The Seven Daughters of Eve (4 page)

BOOK: The Seven Daughters of Eve

The DNA sequence in the keratin gene begins like this: ATGACCTCCTTC…(etc. etc.). Because we are not used to reading this code it looks like a random arrangement of the four DNA symbols. However, while it might be unintelligible to us, it is not so to the hair cell. This is a small part of the code for making keratin, and it is very simple to translate. First the cell reads the code in groups of three symbols. Thus ATGACCTCCTTC becomes ATG–ACC–TCC–TTC. Each of these groups of three symbols, called a triplet, specifies a particular amino-acid. The first triplet ATG is the code for the amino-acid methionine, ACC stands for threonine, TCC for serine, TTC for phenylalanine and so on. This is the genetic code which is used by all genes in the cell nuclei of all species of plants and animals.

The cell makes a temporary copy of this code, as if it were photocopying a few pages of a book, then dispatches it to the protein-making machinery in another part of the cell. When it arrives here, the production plant swings into action. It reads the first triplet and decodes it as meaning the amino-acid methionine. It takes a molecule of methionine off the shelf. It reads the second triplet for the amino-acid threonine, takes a molecule of threonine down and joins it to the methionine. The third triplet means serine, so a molecule of serine gets tacked on to the threonine. The fourth triplet is for phenylalanine, so one of these is joined to the serine. Now we have the four amino-acids specified by the DNA sequence of the keratin gene assembled in the correct order: methionine–threonine–serine–phenylalanine. The next triplet is read, and the fifth amino-acid is added, and so on. This process of reading, decoding and adding amino-acids in the right order continues until the whole instructions have been read through to the end. The new keratin molecule is now complete. It is cut loose and goes to join hundreds of millions of others to form part of one of the hairs that are growing out of your scalp. Well, it would if you had not pulled it out.
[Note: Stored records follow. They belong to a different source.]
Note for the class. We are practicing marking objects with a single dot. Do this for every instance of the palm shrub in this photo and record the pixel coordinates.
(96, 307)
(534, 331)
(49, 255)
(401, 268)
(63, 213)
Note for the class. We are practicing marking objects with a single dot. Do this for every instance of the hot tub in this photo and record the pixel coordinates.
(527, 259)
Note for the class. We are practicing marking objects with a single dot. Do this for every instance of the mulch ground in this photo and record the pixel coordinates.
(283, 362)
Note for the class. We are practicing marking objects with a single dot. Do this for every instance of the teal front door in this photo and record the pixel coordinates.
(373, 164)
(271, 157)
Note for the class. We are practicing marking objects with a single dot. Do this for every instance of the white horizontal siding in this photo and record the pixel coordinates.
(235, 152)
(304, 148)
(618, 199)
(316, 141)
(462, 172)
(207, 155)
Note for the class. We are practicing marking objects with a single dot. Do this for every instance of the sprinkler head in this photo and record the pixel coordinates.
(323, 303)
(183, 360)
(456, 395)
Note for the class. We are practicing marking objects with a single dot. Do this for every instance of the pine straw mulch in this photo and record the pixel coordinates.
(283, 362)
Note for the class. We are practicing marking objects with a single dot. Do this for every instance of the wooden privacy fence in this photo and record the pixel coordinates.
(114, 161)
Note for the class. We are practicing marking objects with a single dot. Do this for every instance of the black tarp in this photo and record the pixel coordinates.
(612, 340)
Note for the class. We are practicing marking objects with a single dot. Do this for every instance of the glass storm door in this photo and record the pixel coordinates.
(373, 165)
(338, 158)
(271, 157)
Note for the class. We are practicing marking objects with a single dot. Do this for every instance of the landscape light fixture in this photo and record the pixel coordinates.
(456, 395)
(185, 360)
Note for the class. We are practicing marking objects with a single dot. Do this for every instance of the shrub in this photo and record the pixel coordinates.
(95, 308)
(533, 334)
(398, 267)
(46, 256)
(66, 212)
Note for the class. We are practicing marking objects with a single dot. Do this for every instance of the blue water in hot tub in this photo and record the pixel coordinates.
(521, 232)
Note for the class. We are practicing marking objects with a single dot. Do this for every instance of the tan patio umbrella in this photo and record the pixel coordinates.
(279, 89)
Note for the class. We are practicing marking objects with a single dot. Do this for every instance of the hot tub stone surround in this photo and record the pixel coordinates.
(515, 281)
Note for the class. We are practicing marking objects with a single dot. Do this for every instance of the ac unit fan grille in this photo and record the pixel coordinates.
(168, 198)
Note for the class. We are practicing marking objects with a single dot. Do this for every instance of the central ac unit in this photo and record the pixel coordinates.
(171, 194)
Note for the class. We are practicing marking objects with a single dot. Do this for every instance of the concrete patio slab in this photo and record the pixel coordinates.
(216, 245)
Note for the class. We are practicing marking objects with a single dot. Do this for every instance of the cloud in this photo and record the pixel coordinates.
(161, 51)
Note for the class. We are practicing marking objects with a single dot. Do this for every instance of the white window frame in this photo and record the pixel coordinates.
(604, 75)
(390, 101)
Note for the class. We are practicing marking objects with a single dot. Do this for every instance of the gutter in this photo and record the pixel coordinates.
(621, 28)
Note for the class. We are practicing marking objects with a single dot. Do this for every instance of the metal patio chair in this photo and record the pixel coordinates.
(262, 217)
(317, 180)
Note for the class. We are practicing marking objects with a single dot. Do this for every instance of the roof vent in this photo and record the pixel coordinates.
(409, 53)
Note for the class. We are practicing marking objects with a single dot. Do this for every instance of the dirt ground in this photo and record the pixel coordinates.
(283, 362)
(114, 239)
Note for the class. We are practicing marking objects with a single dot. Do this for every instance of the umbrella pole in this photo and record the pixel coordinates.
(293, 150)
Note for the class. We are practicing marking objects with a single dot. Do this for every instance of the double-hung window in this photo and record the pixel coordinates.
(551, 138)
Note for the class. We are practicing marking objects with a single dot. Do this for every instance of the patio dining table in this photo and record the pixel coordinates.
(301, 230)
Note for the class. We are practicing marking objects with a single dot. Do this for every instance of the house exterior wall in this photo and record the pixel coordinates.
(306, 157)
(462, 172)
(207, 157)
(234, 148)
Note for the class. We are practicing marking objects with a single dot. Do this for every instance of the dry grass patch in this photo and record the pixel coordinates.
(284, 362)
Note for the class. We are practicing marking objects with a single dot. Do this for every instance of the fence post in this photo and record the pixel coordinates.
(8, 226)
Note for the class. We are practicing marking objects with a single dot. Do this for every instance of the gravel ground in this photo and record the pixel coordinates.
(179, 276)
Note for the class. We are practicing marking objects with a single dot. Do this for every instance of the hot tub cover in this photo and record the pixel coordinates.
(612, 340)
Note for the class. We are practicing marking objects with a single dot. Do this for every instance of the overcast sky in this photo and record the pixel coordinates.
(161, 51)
There are few things more distinctive about a person than their hair. It is one of the very first features we ask for in any description of a new baby, a stranger or a wanted criminal. Dark or blonde, wavy or straight, thick or balding: all these different possibilities add immediately to the picture we build up in our minds of someone we have never met. We certainly know how to manipulate the way our own hair appears. Salons are full as we pay to have our hair cut and shaped. Pharmacy shelves are lined with products to lighten, darken, straighten and curl. We are all working to make the best of the hair we were born with; but it is our genes which deal out the basic raw material. The difference between a natural redhead and a blonde lies in a difference in their DNA. Within the genes for keratin and the many others involved in the process of growing hair are small differences in the DNA sequence. These are responsible for giving the hair different characteristics of colour and texture. Most of these genes have yet to be identified, but they are certain to be inherited from both parents, although not necessarily in a straightforward way – which is why it is a fairly frequent occurrence that a new baby does not have the hair colour of either of its parents.
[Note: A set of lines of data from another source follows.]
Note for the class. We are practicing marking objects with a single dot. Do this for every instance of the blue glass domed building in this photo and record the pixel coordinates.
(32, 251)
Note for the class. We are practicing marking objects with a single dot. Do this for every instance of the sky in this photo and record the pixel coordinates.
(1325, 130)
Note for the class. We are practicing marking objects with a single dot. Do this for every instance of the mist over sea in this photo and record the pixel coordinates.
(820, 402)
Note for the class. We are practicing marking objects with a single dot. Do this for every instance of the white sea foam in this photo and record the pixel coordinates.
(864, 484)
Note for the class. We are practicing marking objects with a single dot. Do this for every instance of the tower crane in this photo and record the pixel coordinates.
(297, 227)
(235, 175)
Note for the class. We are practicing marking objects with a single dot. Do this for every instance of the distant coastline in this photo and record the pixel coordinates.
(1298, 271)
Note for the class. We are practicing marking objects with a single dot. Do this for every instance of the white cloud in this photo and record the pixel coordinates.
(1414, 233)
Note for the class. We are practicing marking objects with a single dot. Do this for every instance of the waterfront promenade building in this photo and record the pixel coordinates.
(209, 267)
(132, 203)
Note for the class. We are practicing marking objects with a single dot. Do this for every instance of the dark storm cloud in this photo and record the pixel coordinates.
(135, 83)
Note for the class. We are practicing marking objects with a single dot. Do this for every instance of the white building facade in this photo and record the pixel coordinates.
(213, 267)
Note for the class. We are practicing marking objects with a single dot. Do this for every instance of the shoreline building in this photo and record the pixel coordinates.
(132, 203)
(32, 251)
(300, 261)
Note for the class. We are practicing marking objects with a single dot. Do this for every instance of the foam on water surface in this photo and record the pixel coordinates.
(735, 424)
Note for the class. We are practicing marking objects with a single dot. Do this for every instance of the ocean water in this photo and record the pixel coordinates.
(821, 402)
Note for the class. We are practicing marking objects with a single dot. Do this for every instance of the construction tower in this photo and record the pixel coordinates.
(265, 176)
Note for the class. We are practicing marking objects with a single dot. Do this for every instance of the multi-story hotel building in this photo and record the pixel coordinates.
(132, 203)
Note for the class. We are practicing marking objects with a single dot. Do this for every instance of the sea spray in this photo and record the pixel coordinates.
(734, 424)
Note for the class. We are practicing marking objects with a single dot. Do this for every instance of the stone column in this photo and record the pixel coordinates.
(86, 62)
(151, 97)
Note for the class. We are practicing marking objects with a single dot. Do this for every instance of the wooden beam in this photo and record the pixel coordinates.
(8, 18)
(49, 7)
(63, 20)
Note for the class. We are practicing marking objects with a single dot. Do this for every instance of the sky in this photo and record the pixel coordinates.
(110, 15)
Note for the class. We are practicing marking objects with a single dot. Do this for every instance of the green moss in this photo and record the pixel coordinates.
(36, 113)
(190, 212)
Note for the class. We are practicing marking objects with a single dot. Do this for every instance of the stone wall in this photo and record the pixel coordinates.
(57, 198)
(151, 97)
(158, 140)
Hair type is a highly visible distinguishing feature by which we tell individuals apart, but by far the greatest inherited differences between us are invisible and remain hidden unless something brings them to our attention. The first of these inherited differences to be revealed were the blood groups. You cannot tell just by looking at someone which blood group he or she belongs to. You can't even tell by simply looking at a drop of their blood. All blood looks pretty much the same. It is only when you begin to mix blood from two people that the differences begin to make themselves apparent; and, since no-one had any reason to mix one person's blood with another until blood transfusions were invented, our blood groups stayed hidden.

The first blood transfusions were recorded in Italy in 1628, but so many people died from the severe reactions that the practice was banned there, as well as in France and England. Though there were some experimental transfusions using lamb's blood, notably by the English physician Richard Lower in the 1660s, the results were no better and the idea was given up for a couple of centuries. Transfusions with human blood started up again in the middle of the nineteenth century, to combat the frequently fatal haemorrhages that occurred after childbirth, and by 1875 there had been 347 recorded transfusions. But many patients were still suffering the sometimes fatal consequences of a bad reaction to the transfused blood.

By that time, scientists were beginning to discover the differences in blood type that were causing the problem. The nature of the reaction of one blood type with another was discovered by the French physiologist Léonard Lalois when, in 1875, he mixed the blood of animals of different species. He noticed that the blood cells clumped together and frequently burst open. But it was 1900 before the biologist Karl Landsteiner worked out what was happening and discovered the first human blood group system, which divides people into Groups A, B, AB and O. When a donor's ABO blood group matches that of the patient receiving the transfusion, there is no bad reaction; but if there is a mismatch, the cells form clumps and break open, causing a severe reaction. There is some historical evidence that the Incas of South America had practised transfusions successfully. Since we now know that most native South Americans have the same blood group (Group O), the Inca transfusions would have been much less dangerous than attempts in Europe, because there was an excellent chance that both donor and patient would belong to Group O and thus be perfectly matched.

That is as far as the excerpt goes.